MADELEINE BRAND, host:
This is DAY TO DAY from NPR News. I'm Madeleine Brand.
ALEX CHADWICK, host:
And I'm Alex Chadwick.
And it is a big day for one of the most charismatic animals on earth, the giant panda. It's native to central China but was almost driven extinct there before a conservation program began 40 years ago.
BRAND: It took a long time just to breed the animal successfully in captivity. Now, today, Chinese researchers are releasing Xiang Xiang, a panda born and raised in captivity, into the wild.
CHADWICK: When that panda lumbers up a hillside and into a stand of sheltering bamboo, he will carry with him the hope for the survival of the species.
For this National Geographic Radio Expeditions interview, we called the director of the Wolong Nature Reserve in Sichuan Province, China. He is Zhang Hemin, a wildlife biologist, and when he talks about Xiang Xiang, he sounds like a proud father.
Mr. ZHANG HEMIN (Director, Wolong Nature Reserve) Three years ago, we chose Xiang Xiang for trading. So he got learning how to avoid the natural enemy and how to select the food habitat and also the territory of himself. So it's very good.
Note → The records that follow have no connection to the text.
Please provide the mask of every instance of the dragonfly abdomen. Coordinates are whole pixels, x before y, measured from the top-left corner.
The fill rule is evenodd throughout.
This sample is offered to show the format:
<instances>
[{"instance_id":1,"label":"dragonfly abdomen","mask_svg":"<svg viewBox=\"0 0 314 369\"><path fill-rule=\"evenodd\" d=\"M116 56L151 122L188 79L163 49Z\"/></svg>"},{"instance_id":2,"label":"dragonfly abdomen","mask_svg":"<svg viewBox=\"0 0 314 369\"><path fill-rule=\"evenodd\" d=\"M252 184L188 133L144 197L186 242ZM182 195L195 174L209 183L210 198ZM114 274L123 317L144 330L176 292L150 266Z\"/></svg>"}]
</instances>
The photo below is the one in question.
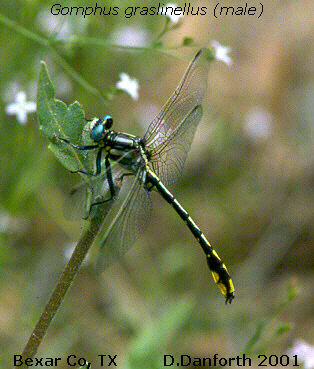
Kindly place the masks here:
<instances>
[{"instance_id":1,"label":"dragonfly abdomen","mask_svg":"<svg viewBox=\"0 0 314 369\"><path fill-rule=\"evenodd\" d=\"M215 283L217 284L222 294L225 296L226 303L230 303L234 298L233 283L225 264L222 262L217 252L211 247L203 232L195 224L189 213L182 207L182 205L180 205L178 200L176 200L176 198L160 181L160 179L154 173L148 171L147 181L156 188L160 195L169 204L172 205L180 218L186 223L193 236L197 239L198 243L200 244L206 255L207 265L211 270Z\"/></svg>"}]
</instances>

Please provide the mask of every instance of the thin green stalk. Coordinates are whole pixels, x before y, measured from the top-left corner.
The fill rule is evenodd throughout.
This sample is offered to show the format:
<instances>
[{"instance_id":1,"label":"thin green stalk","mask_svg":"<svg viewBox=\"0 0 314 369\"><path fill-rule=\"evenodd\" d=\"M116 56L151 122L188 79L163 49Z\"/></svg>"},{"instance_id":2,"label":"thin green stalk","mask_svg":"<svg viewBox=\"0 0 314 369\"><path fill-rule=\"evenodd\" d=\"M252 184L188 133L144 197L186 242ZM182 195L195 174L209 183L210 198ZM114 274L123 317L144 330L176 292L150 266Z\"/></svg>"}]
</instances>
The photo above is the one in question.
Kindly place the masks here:
<instances>
[{"instance_id":1,"label":"thin green stalk","mask_svg":"<svg viewBox=\"0 0 314 369\"><path fill-rule=\"evenodd\" d=\"M170 23L170 20L169 20L168 17L166 17L164 27L161 30L161 32L159 33L159 35L156 37L155 42L158 42L169 31L169 27L168 27L169 23Z\"/></svg>"},{"instance_id":2,"label":"thin green stalk","mask_svg":"<svg viewBox=\"0 0 314 369\"><path fill-rule=\"evenodd\" d=\"M151 50L150 46L128 46L116 44L108 39L104 38L96 38L96 37L82 37L79 38L70 38L66 39L55 39L52 41L53 44L69 44L72 46L101 46L102 48L110 48L110 49L126 49L126 50L134 50L134 51L145 51Z\"/></svg>"},{"instance_id":3,"label":"thin green stalk","mask_svg":"<svg viewBox=\"0 0 314 369\"><path fill-rule=\"evenodd\" d=\"M39 36L35 32L29 31L25 27L18 24L16 21L13 21L9 18L7 18L5 15L0 13L0 23L2 23L4 26L10 28L12 31L30 39L42 46L49 46L49 41L42 36Z\"/></svg>"},{"instance_id":4,"label":"thin green stalk","mask_svg":"<svg viewBox=\"0 0 314 369\"><path fill-rule=\"evenodd\" d=\"M76 248L71 256L71 259L65 267L59 279L59 282L52 292L52 295L48 303L46 304L43 313L41 314L32 334L29 337L29 340L22 353L22 357L24 360L26 358L33 358L36 355L38 347L41 344L50 323L55 317L65 294L67 293L75 276L77 275L89 248L91 247L95 237L97 236L103 220L109 211L109 208L110 207L108 207L107 211L104 212L101 216L93 218L90 221L89 226L82 233L81 238L78 241ZM26 367L27 366L25 366L25 364L19 366L19 368Z\"/></svg>"},{"instance_id":5,"label":"thin green stalk","mask_svg":"<svg viewBox=\"0 0 314 369\"><path fill-rule=\"evenodd\" d=\"M52 41L53 45L61 44L61 45L72 45L72 46L96 46L102 47L106 49L121 49L121 50L129 50L129 51L151 51L154 50L156 52L170 55L173 57L178 57L174 55L172 50L176 50L177 47L156 47L157 41L159 40L159 36L148 46L132 46L132 45L121 45L114 43L108 39L95 38L95 37L80 37L76 39L55 39Z\"/></svg>"},{"instance_id":6,"label":"thin green stalk","mask_svg":"<svg viewBox=\"0 0 314 369\"><path fill-rule=\"evenodd\" d=\"M53 40L50 40L48 38L42 37L35 32L32 32L25 27L19 25L16 21L12 21L11 19L7 18L5 15L0 13L0 24L3 24L4 26L10 28L12 31L35 41L41 46L47 47L56 62L73 78L74 81L76 81L80 86L82 86L86 91L91 93L94 96L100 97L103 101L105 101L104 96L97 90L95 87L93 87L90 83L88 83L82 76L80 76L71 66L70 64L58 53L58 51L55 49L54 44L56 43Z\"/></svg>"},{"instance_id":7,"label":"thin green stalk","mask_svg":"<svg viewBox=\"0 0 314 369\"><path fill-rule=\"evenodd\" d=\"M75 69L71 67L71 65L57 52L57 50L53 46L49 46L50 51L52 52L56 62L76 81L79 85L81 85L86 91L90 94L101 98L105 101L104 96L99 92L99 90L93 87L90 83L88 83L82 76L80 76Z\"/></svg>"}]
</instances>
CHADWICK: Zhang, a panda, is really -- it's a bear, and when you say that it has to avoid a natural predator, what could possibly be threatening to a bear?
Mr. HEMIN: The natural predator, such as cloud leopard, golden cats, water dogs(ph).
CHADWICK: So you say when it's a sub-adult, when it's not yet fully grown...
Mr. HEMIN: That's right. That's right. But I doubt -- almost no natural predator but some leech.
CHADWICK: A leech. Like a little blood sucking thing.
Mr. HEMIN: That's right. Some make some problems with the pandas.
CHADWICK: It could make it sick.
Mr. HEMIN: Yeah. But they learn how to avoid them, you know. Good sleep beds, you know.
CHADWICK: So you have to teach it where -- it has to learn where to sleep so it wouldn't be vulnerable to leeches and insects and that kind of thing.
Mr. HEMIN: That's right.
CHADWICK: How are you going to monitor Xiang Xiang?
Mr. HEMIN: We have a GPS (unintelligible).
CHADWICK: So, you'll be able to figure out where the panda is.
Mr. HEMIN: Where he's going. Where each day, you know.
CHADWICK: And are you going to send people in to follow the panda or just let him go?
Mr. HEMIN: We will let him go himself, but each month we have, try to see him, directly, one time. But each...
CHADWICK: Try to see him once a month.
Mr. HEMIN: That's right.
CHADWICK: How long have you been working at this research facility, Zhang?
Mr. HEMIN: Almost 24 years.
CHADWICK: So more than 20 years you've been working there. And has it always been your goal to try to release a panda back into the wild?
Mr. HEMIN: If it succeeds. I will training many, many of them, each, probably 10 or 20 of them each year to let them go, isolation, population areas.
CHADWICK: So if this one succeeds, maybe you think you can save the entire giant panda species by breeding them in captivity and then releasing them into the wild?
Mr. HEMIN: This is the best way to protect it, the genetic diversity of the wild pandas.
CHADWICK: Promote genetic diversity and take care of the inbreeding problem. Well, this must be the culmination of a really, a great dream for you, then, this day.
Mr. HEMIN: That's right. You know, I started the captured panda breeding problem, now the survival rate is 100 percent in my reserve. The population in captivity increase a lot. So my final goal is to let them going back to help the wild panda population. That's my final goal.
CHADWICK: Well, Zhang Hemin, this is a great day for you and congratulations for your work with the pandas.
Mr. HEMIN: Thank you. Thank you. Thank you very much.
CHADWICK: Zhang Hemin is director of the Wolong Nature Reserve in China where a panda born in captivity is released into the wild today for the first time, and we do have pictures of this panda at our website, npr.org.